What if one wants to apply a functon i.e. to each row of a matrix, but also wants to use as an argument for this function the number of that row. As an example, suppose you wanted to get the n-th root of the numbers in each row of a matrix, where n is the row number. Is there another way (using apply only) than column-binding the row numbers to the initial matrix, like this?
test <- data.frame(x=c(26,21,20),y=c(34,29,28))
t(apply(cbind(as.numeric(rownames(test)),test),1,function(x) x[2:3]^(1/x[1])))
P.S. Actually if test was really a matrix : test <- matrix(c(26,21,20,34,29,28),nrow=3) , rownames(test) doesn't help :(
Thank you.
What I usually do is to run sapply on the row numbers 1:nrow(test) instead of test, and use test[i,] inside the function:
t(sapply(1:nrow(test), function(i) test[i,]^(1/i)))
I am not sure this is really efficient, though.
If you give the function a name rather than making it anonymous, you can pass arguments more easily. We can use nrow to get the number of rows and pass a vector of the row numbers in as a parameter, along with the frame to be indexed this way.
For clarity I used a different example function; this example multiplies column x by column y for a 2 column matrix:
test <- data.frame(x=c(26,21,20),y=c(34,29,28))
myfun <- function(position, df) {
print(df[position,1] * df[position,2])
}
positions <- 1:nrow(test)
lapply(positions, myfun, test)
cbind()ing the row numbers seems a pretty straightforward approach. For a matrix (or a data frame) the following should work:
apply( cbind(1:(dim(test)[1]), test), 1, function(x) plot(x[-1], main=x[1]) )
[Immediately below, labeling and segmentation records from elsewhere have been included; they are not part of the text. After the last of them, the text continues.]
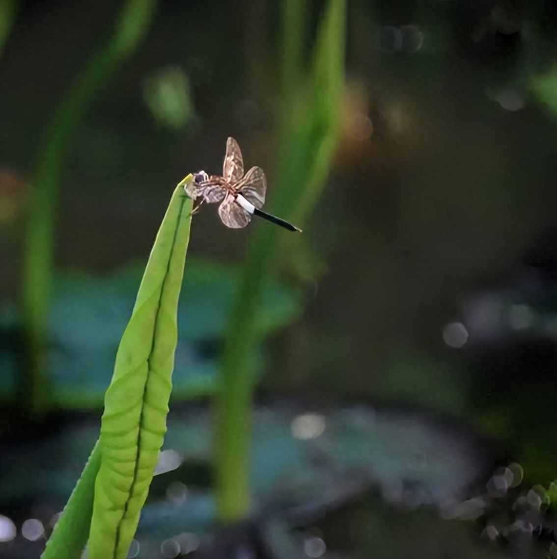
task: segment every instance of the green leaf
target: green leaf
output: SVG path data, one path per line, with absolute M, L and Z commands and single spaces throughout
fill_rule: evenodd
M 192 207 L 183 183 L 157 235 L 105 398 L 90 559 L 126 557 L 166 431 Z
M 95 480 L 101 465 L 98 442 L 54 526 L 41 559 L 79 559 L 87 543 L 93 512 Z

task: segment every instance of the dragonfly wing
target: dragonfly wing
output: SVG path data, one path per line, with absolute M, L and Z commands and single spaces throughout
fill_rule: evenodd
M 233 184 L 244 176 L 244 160 L 238 143 L 232 138 L 226 141 L 226 155 L 222 165 L 222 176 L 224 180 Z
M 263 207 L 265 193 L 267 191 L 267 180 L 263 169 L 252 167 L 234 188 L 255 207 L 259 209 Z
M 226 191 L 221 184 L 208 184 L 203 192 L 205 201 L 212 204 L 220 202 L 226 196 Z
M 250 222 L 251 216 L 229 194 L 218 207 L 218 215 L 222 222 L 232 229 L 241 229 Z

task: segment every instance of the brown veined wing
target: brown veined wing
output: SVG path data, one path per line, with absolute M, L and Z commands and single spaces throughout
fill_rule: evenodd
M 267 180 L 263 169 L 260 167 L 252 167 L 246 176 L 237 184 L 234 190 L 251 202 L 258 209 L 260 209 L 265 203 L 265 194 L 267 191 Z
M 233 138 L 226 141 L 226 155 L 222 165 L 222 176 L 231 184 L 235 184 L 244 176 L 244 159 L 238 143 Z
M 241 229 L 251 219 L 251 216 L 238 204 L 233 194 L 226 195 L 224 201 L 218 207 L 218 215 L 222 222 L 232 229 Z

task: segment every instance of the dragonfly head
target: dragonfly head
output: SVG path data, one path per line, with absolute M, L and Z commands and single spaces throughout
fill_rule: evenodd
M 205 181 L 209 179 L 209 175 L 205 171 L 198 171 L 196 173 L 194 173 L 193 179 L 194 182 L 198 184 L 200 184 L 202 182 L 204 182 Z

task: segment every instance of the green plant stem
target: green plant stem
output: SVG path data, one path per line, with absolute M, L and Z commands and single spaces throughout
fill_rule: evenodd
M 20 0 L 2 0 L 0 2 L 0 58 L 4 54 L 6 41 L 13 27 Z
M 283 21 L 283 76 L 289 80 L 301 72 L 301 7 L 288 3 Z M 298 4 L 300 3 L 298 3 Z M 319 197 L 329 169 L 339 130 L 344 83 L 345 5 L 329 0 L 316 41 L 309 83 L 283 84 L 275 193 L 277 213 L 302 222 Z M 297 29 L 297 38 L 289 33 Z M 296 60 L 291 60 L 294 57 Z M 296 82 L 296 80 L 294 80 Z M 299 220 L 299 221 L 297 221 Z M 216 399 L 216 468 L 217 515 L 224 523 L 246 517 L 249 510 L 249 463 L 251 402 L 254 389 L 251 357 L 259 341 L 255 333 L 261 292 L 278 259 L 285 234 L 278 228 L 261 226 L 254 234 L 236 294 L 225 335 L 219 390 Z
M 156 4 L 157 0 L 126 0 L 114 36 L 93 55 L 62 100 L 39 153 L 29 205 L 22 281 L 26 363 L 20 395 L 32 415 L 42 414 L 49 406 L 46 349 L 55 209 L 72 135 L 110 74 L 146 34 Z

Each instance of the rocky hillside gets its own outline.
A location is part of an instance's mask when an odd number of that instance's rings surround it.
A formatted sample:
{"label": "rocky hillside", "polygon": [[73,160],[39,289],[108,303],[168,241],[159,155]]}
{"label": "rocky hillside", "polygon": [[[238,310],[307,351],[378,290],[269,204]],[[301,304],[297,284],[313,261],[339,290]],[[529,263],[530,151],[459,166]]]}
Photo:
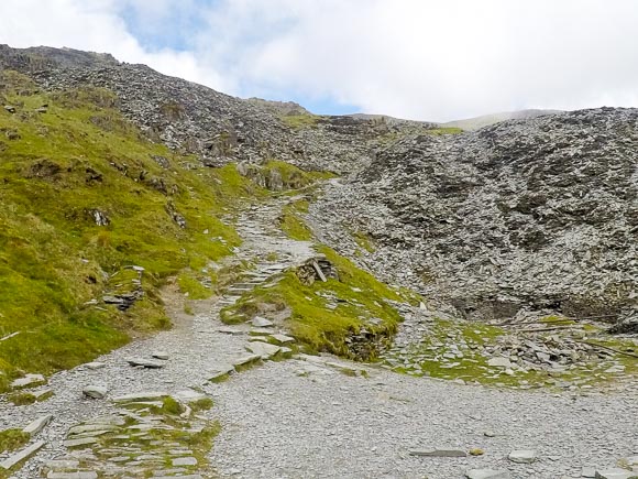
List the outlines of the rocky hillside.
{"label": "rocky hillside", "polygon": [[144,65],[68,48],[0,45],[0,67],[26,74],[46,90],[107,88],[147,138],[195,154],[208,166],[277,159],[306,170],[344,173],[370,161],[378,144],[435,128],[376,118],[319,117],[292,104],[242,100]]}
{"label": "rocky hillside", "polygon": [[372,238],[380,274],[460,316],[616,322],[638,297],[637,145],[638,110],[610,108],[407,138],[314,211]]}

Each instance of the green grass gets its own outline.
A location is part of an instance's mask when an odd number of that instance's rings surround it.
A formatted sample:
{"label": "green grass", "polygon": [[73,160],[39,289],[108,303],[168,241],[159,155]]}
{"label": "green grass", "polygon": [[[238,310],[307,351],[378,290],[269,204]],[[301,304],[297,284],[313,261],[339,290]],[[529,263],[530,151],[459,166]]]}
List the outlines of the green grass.
{"label": "green grass", "polygon": [[[403,297],[372,274],[360,270],[350,260],[327,247],[319,251],[339,271],[339,280],[329,279],[307,286],[294,272],[284,274],[273,287],[255,289],[235,305],[222,311],[228,323],[250,319],[260,312],[260,304],[290,309],[286,326],[308,351],[329,351],[354,359],[374,359],[396,333],[400,316],[386,300]],[[365,355],[354,351],[346,341],[362,328],[370,331],[376,347]]]}
{"label": "green grass", "polygon": [[426,130],[425,132],[427,134],[436,134],[436,135],[459,134],[459,133],[463,133],[463,129],[457,128],[457,127],[440,127],[440,128],[432,128],[432,129]]}
{"label": "green grass", "polygon": [[0,431],[0,453],[15,450],[29,443],[29,434],[21,429]]}
{"label": "green grass", "polygon": [[[220,216],[265,192],[234,165],[193,170],[196,159],[148,142],[111,91],[36,94],[26,77],[0,75],[18,110],[0,110],[0,337],[21,331],[0,342],[1,392],[22,372],[70,368],[167,327],[158,289],[230,254],[240,239]],[[90,303],[130,289],[130,265],[145,270],[141,301],[127,313]]]}
{"label": "green grass", "polygon": [[309,113],[286,115],[280,118],[285,126],[294,130],[301,130],[304,128],[317,128],[317,123],[319,123],[319,120],[321,119],[321,117],[318,115]]}

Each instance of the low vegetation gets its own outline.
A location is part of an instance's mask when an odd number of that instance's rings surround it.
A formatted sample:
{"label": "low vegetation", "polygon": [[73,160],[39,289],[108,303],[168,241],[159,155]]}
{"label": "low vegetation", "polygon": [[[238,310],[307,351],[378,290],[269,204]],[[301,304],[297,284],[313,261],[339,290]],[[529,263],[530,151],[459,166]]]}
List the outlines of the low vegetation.
{"label": "low vegetation", "polygon": [[30,435],[21,429],[0,431],[0,454],[7,450],[15,450],[29,443]]}
{"label": "low vegetation", "polygon": [[[158,289],[186,269],[180,286],[204,295],[197,275],[240,242],[220,216],[264,192],[234,165],[197,167],[144,140],[109,90],[47,95],[6,70],[0,97],[15,108],[0,110],[3,391],[168,326]],[[131,284],[143,294],[127,312],[102,303]]]}
{"label": "low vegetation", "polygon": [[[374,359],[397,330],[400,316],[388,301],[405,298],[372,274],[356,268],[332,249],[319,252],[334,265],[339,279],[302,284],[290,271],[272,287],[261,287],[222,311],[222,319],[237,323],[267,308],[288,311],[286,326],[310,352],[329,351],[355,359]],[[366,331],[372,350],[362,353],[352,338]],[[376,344],[376,348],[375,345]]]}

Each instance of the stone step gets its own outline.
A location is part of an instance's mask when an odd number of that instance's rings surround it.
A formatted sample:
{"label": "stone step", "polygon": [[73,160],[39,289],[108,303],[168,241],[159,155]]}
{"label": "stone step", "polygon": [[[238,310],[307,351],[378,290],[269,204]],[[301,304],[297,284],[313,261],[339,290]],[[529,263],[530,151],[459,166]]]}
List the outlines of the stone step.
{"label": "stone step", "polygon": [[9,456],[2,462],[0,462],[0,469],[9,470],[18,462],[33,456],[40,449],[44,447],[44,440],[38,440],[37,443],[32,444],[31,446],[25,447],[24,449],[20,449],[18,453]]}

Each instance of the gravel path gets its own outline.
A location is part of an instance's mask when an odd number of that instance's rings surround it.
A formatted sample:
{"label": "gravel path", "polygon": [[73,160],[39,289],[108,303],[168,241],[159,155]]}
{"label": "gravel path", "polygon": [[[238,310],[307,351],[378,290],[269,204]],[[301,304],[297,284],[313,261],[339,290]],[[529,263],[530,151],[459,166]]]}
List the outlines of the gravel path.
{"label": "gravel path", "polygon": [[[256,262],[254,283],[314,254],[309,243],[275,229],[280,206],[277,200],[254,207],[239,220],[245,241],[238,259]],[[278,254],[276,262],[266,261],[272,252]],[[583,466],[614,466],[638,454],[638,384],[605,395],[557,395],[460,385],[375,367],[364,367],[367,378],[348,375],[336,363],[311,358],[267,361],[229,381],[209,383],[211,371],[246,355],[250,331],[249,325],[240,325],[237,334],[221,333],[219,309],[234,300],[232,294],[218,300],[195,303],[195,316],[170,305],[174,329],[99,358],[103,369],[80,366],[54,374],[48,387],[55,395],[43,403],[0,401],[0,428],[54,415],[37,436],[46,446],[15,478],[38,477],[47,459],[66,453],[62,440],[70,426],[113,411],[110,401],[82,398],[87,384],[105,384],[111,396],[204,387],[216,404],[206,414],[220,421],[222,432],[209,455],[216,472],[201,471],[202,477],[453,479],[469,468],[490,467],[508,469],[513,478],[556,479],[580,477]],[[127,363],[157,350],[170,358],[163,369]],[[485,454],[409,455],[413,448],[443,446]],[[539,460],[513,464],[506,459],[513,449],[536,449]]]}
or whatever you want to plot.
Actually, in the case of a matrix, you don't even need apply. Just:
test^(1/row(test))
does what you want, I think. I think the row() function is the thing you are looking for.
I'm a little confuse so excuse me if I get this wrong but you want work out n-th root of the numbers in each row of a matrix where n = the row number. If this this the case then its really simple create a new array with the same dimensions as the original with each column having the same values as the corresponding row number:
test_row_order = array(seq(1:length(test[,1]), dim = dim(test))
Then simply apply a function (the n-th root in this case):
n_root = test^(1/test_row_order)